- Theatrical release poster

Japanese name
- Kanji: クレヨンしんちゃん 嵐を呼ぶ 栄光のヤキニクロード
- Revised Hepburn: Kureyon Shin-chan: Arashi o Yobu: Eikō no Yakiniku Rōdo
- Directed by: Tsutomu Mizushima
- Written by: Tsutomu Mizushima
- Starring: Akiko Yajima; Miki Narahashi; Keiji Fujiwara; Satomi Kōrogi; Junko Minagawa; Masashi Ebara;
- Production company: Shin-Ei Animation
- Distributed by: Toho
- Release date: 19 April 2003;
- Running time: 88 minutes
- Country: Japan
- Language: Japanese

= Crayon Shin-chan: Fierceness That Invites Storm! Yakiniku Road of Honor =

Crayon Shin-chan: Fierceness That Invites Storm! Yakiniku Road of Glory (クレヨンしんちゃん 嵐を呼ぶ 栄光のヤキニクロード, Kureyon Shin-chan: Arashi o Yobu: Eikō no Yakiniku Rōdo), also known as The Glorious Road to Grilled Beef, is a 2003 anime film. It is the 11th film based on the popular comedy manga and anime series Crayon Shin-chan. The first film in the series to use digital ink and paint. The film was released to theatres on 19 April 2003 in Japan. The film was produced by Shin-Ei Animation, the studio behind the anime television.

==Plot==

Misae reveals that she was planning a massive tasty dinner for that night, and to save money for it, she was cutting costs on breakfast. That elates all of them.

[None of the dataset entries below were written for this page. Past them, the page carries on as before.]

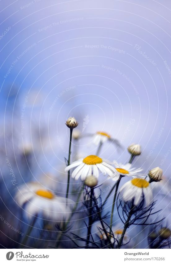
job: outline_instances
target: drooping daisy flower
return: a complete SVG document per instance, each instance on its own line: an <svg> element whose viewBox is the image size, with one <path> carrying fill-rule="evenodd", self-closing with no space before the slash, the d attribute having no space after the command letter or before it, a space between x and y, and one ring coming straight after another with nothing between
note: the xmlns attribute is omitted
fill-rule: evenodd
<svg viewBox="0 0 171 264"><path fill-rule="evenodd" d="M117 164L116 161L114 160L113 163L115 164ZM137 173L142 170L142 169L141 168L138 169L134 168L131 168L132 165L131 163L127 163L125 165L122 163L119 163L118 165L115 165L117 173L114 174L113 176L112 177L112 179L113 181L117 181L120 175L123 176L131 176L134 177L135 175Z"/></svg>
<svg viewBox="0 0 171 264"><path fill-rule="evenodd" d="M77 167L72 174L72 178L77 180L81 176L84 181L87 176L93 174L98 178L100 170L103 175L108 174L112 177L116 173L116 169L109 164L109 161L103 160L101 158L95 155L90 155L83 160L81 159L72 162L65 168L65 171L68 171L71 169Z"/></svg>
<svg viewBox="0 0 171 264"><path fill-rule="evenodd" d="M56 222L68 219L74 202L55 195L41 184L34 182L21 185L15 198L28 218L39 215L45 220Z"/></svg>
<svg viewBox="0 0 171 264"><path fill-rule="evenodd" d="M118 146L120 146L117 140L112 138L108 134L105 132L98 131L93 135L93 143L96 146L107 141L113 142Z"/></svg>
<svg viewBox="0 0 171 264"><path fill-rule="evenodd" d="M133 143L130 145L128 148L128 150L129 153L134 156L140 155L141 153L141 146L139 144L135 144Z"/></svg>
<svg viewBox="0 0 171 264"><path fill-rule="evenodd" d="M143 197L147 206L151 203L153 199L152 191L148 182L144 179L134 178L124 184L120 189L124 201L131 201L134 198L134 203L137 205Z"/></svg>
<svg viewBox="0 0 171 264"><path fill-rule="evenodd" d="M161 180L163 170L159 167L151 169L148 174L151 182L159 182Z"/></svg>

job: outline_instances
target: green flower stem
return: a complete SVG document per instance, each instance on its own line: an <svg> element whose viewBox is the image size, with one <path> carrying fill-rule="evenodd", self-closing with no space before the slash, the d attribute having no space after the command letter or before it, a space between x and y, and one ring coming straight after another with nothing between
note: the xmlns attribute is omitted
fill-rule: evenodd
<svg viewBox="0 0 171 264"><path fill-rule="evenodd" d="M112 248L113 248L113 245L112 245L112 244L111 243L110 236L109 235L109 234L107 233L107 232L106 231L106 229L104 225L103 222L102 220L102 216L101 215L101 212L100 211L100 209L98 206L98 205L97 204L96 199L94 198L94 191L93 190L93 193L92 194L93 195L92 196L92 197L93 200L94 201L94 203L95 206L98 212L98 215L99 215L99 220L100 220L100 222L101 225L102 225L103 231L104 234L105 234L105 235L106 237L106 238L107 240L107 241L109 243L109 244L110 245L110 246Z"/></svg>
<svg viewBox="0 0 171 264"><path fill-rule="evenodd" d="M135 158L135 156L134 155L133 155L132 154L131 154L131 156L130 157L130 159L129 160L129 163L131 163L133 161L134 159Z"/></svg>
<svg viewBox="0 0 171 264"><path fill-rule="evenodd" d="M113 212L114 211L114 207L115 207L115 201L116 201L116 195L117 194L117 192L118 190L118 188L119 187L119 183L120 183L120 181L122 178L122 176L121 175L120 176L120 177L118 179L117 182L116 182L116 188L115 188L115 194L114 195L114 197L113 197L113 203L112 204L112 210L111 211L111 219L110 219L110 228L111 230L112 230L112 224L113 222ZM111 232L112 232L112 231L111 231Z"/></svg>
<svg viewBox="0 0 171 264"><path fill-rule="evenodd" d="M122 231L122 233L121 236L121 238L119 241L118 246L118 248L121 248L121 247L122 246L122 242L123 241L123 239L124 239L124 235L125 235L126 231L128 228L129 227L129 221L130 220L130 219L131 219L131 217L132 216L132 215L133 214L133 209L134 207L135 206L134 206L134 205L133 200L133 201L132 202L132 204L130 211L129 212L129 214L128 214L128 217L124 225L124 229Z"/></svg>
<svg viewBox="0 0 171 264"><path fill-rule="evenodd" d="M27 240L28 238L29 235L32 231L32 230L34 225L37 219L37 217L36 216L33 216L33 217L32 220L32 221L31 222L27 230L26 234L23 238L23 240L21 241L21 243L20 243L20 244L22 245L20 248L23 248L24 246L25 246L26 243L27 241Z"/></svg>
<svg viewBox="0 0 171 264"><path fill-rule="evenodd" d="M116 186L116 183L117 183L117 182L116 183L115 183L114 184L113 186L113 187L111 189L111 190L109 192L109 193L108 193L108 194L107 194L107 196L106 196L106 199L104 200L104 201L103 201L103 203L102 204L102 206L104 206L104 204L106 202L106 201L107 201L107 199L108 199L108 198L109 198L109 197L110 196L110 195L111 194L112 192L113 191L113 190L114 188L115 187L115 186Z"/></svg>
<svg viewBox="0 0 171 264"><path fill-rule="evenodd" d="M71 141L72 141L72 128L70 128L70 139L69 140L69 154L68 155L68 166L70 165L70 157L71 156ZM68 178L67 182L67 188L66 193L66 198L68 198L69 192L69 181L70 179L70 170L68 172Z"/></svg>
<svg viewBox="0 0 171 264"><path fill-rule="evenodd" d="M92 216L92 204L93 202L93 197L94 195L94 188L93 187L90 188L90 206L89 215L89 223L88 225L88 230L87 231L87 239L89 241L90 234L91 234L91 227L93 224L93 218Z"/></svg>
<svg viewBox="0 0 171 264"><path fill-rule="evenodd" d="M96 155L99 156L99 154L100 154L100 151L102 149L102 144L103 144L103 142L101 142L99 144L99 146L98 147L98 148L97 149L97 151Z"/></svg>
<svg viewBox="0 0 171 264"><path fill-rule="evenodd" d="M84 186L84 184L83 183L83 187ZM75 206L74 206L74 207L72 211L72 212L71 213L71 216L69 218L69 219L68 219L68 220L67 220L67 221L66 222L63 223L63 224L62 224L62 230L63 231L62 231L62 232L61 233L58 233L58 234L57 237L57 238L56 239L56 246L55 246L55 247L56 248L58 248L58 246L59 245L59 243L60 243L60 241L61 241L61 238L62 236L62 235L63 235L63 232L64 232L65 231L66 231L66 230L68 224L70 222L70 220L71 220L71 217L72 217L72 215L73 214L73 213L75 211L75 210L77 209L77 206L78 205L78 203L79 202L79 200L80 200L79 198L80 197L80 196L81 196L81 193L83 192L83 190L82 190L82 191L81 191L79 192L79 194L78 195L78 197L77 198L77 201L76 201L76 202L75 203Z"/></svg>

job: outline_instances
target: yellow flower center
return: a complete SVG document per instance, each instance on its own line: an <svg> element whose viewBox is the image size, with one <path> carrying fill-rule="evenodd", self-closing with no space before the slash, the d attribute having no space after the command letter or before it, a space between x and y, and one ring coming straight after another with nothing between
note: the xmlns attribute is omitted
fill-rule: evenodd
<svg viewBox="0 0 171 264"><path fill-rule="evenodd" d="M123 231L123 229L118 229L118 230L116 230L114 232L114 233L116 235L121 235L122 234Z"/></svg>
<svg viewBox="0 0 171 264"><path fill-rule="evenodd" d="M131 182L132 184L139 188L147 188L149 185L149 183L144 179L135 178Z"/></svg>
<svg viewBox="0 0 171 264"><path fill-rule="evenodd" d="M108 137L109 138L110 138L111 137L110 136L109 136L109 135L108 135L108 134L107 134L107 133L105 133L105 132L102 132L98 131L96 132L96 134L98 134L99 135L101 135L102 136L105 136L105 137Z"/></svg>
<svg viewBox="0 0 171 264"><path fill-rule="evenodd" d="M117 168L116 169L120 173L123 173L123 174L129 174L129 173L128 170L124 169L122 169L121 168Z"/></svg>
<svg viewBox="0 0 171 264"><path fill-rule="evenodd" d="M90 155L85 158L82 161L88 165L94 165L98 163L101 163L103 161L101 158L95 155Z"/></svg>
<svg viewBox="0 0 171 264"><path fill-rule="evenodd" d="M46 190L38 190L36 192L36 194L39 196L42 197L45 197L45 198L48 198L48 199L52 199L54 197L54 194L49 191Z"/></svg>

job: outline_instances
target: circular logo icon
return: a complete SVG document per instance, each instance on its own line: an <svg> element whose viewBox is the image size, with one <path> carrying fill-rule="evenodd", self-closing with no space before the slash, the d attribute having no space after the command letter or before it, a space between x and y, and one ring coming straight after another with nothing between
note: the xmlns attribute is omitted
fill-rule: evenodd
<svg viewBox="0 0 171 264"><path fill-rule="evenodd" d="M14 254L13 252L12 252L11 251L8 252L7 253L7 255L6 255L7 259L8 260L11 260L13 258L14 256Z"/></svg>

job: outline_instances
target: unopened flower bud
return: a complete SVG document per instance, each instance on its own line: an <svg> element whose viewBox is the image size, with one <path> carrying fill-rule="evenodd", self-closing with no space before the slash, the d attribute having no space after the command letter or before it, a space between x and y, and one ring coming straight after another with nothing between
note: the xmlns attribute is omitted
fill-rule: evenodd
<svg viewBox="0 0 171 264"><path fill-rule="evenodd" d="M163 175L163 170L159 167L151 169L148 173L150 181L159 182L161 179Z"/></svg>
<svg viewBox="0 0 171 264"><path fill-rule="evenodd" d="M69 128L73 129L77 127L78 124L74 117L69 117L66 122L66 125Z"/></svg>
<svg viewBox="0 0 171 264"><path fill-rule="evenodd" d="M131 144L128 148L128 150L130 153L134 156L140 155L141 153L141 146L138 144Z"/></svg>
<svg viewBox="0 0 171 264"><path fill-rule="evenodd" d="M159 233L160 237L162 239L168 239L171 236L171 231L167 227L161 228Z"/></svg>
<svg viewBox="0 0 171 264"><path fill-rule="evenodd" d="M95 187L97 184L98 181L97 178L93 175L87 176L85 180L85 183L88 187L92 188Z"/></svg>
<svg viewBox="0 0 171 264"><path fill-rule="evenodd" d="M72 132L72 138L76 140L78 139L81 134L81 132L80 130L78 129L74 129Z"/></svg>

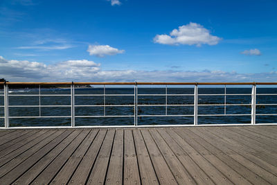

Just then, a car crashes in their compound wall, breaking the wall and Shiro's bowl. A man comes out and tells that some people are chasing him for something he has and they need to help him. Hiroshi suggests him to go to the cops, but the man refuses. Just then, Shin-Chan tells there is someone else too, which scares the man, and he tells that he has given that thing to the Noharas.

The Noharas refuse to go with them. Just then they chase the Noharas but they family escapes and runs. They spread negative rumours about the Noharas and announce a price to catch them.

When they run a man helps them and they are separated. They come to know that they are called from their head office in Atami.

When they reach Atami, the head tells them that he has made a machine that can control human mind and the voice lock has recorded Noharas voice. They unlock the machine. Chaos occurs then at last Shinchan takes the mind controller machine and resets everything.

At last, the Nohara family go to their town for the tasty dinner.

==Cast==
- Akiko Yajima as Shinnosuke "Shin-chan" Nohara
- Keiji Fujiwara as Hiroshi Nohara
- Miki Narahashi as Misae Nohara
- Satomi Kōrogi as Himawari Nohara
- Tesshō Genda as Action Kamen
- Junko Minagawa as Amagi
- Tomomi Kahara as herself
- Masashi Ebara as Shimoda
- Hiroya Ishimaru as Man
- Unshō Ishizuka as Boss

== International release ==
This movie aired in India on Hungama TV as Shin Chan Masala Story The Movie on 21 June 2014. It was released as Crayon Shinchan The Movie: Glorious Grilled Yakiniku Road with English subtitles on VCD and DVD by PMP Entertainment.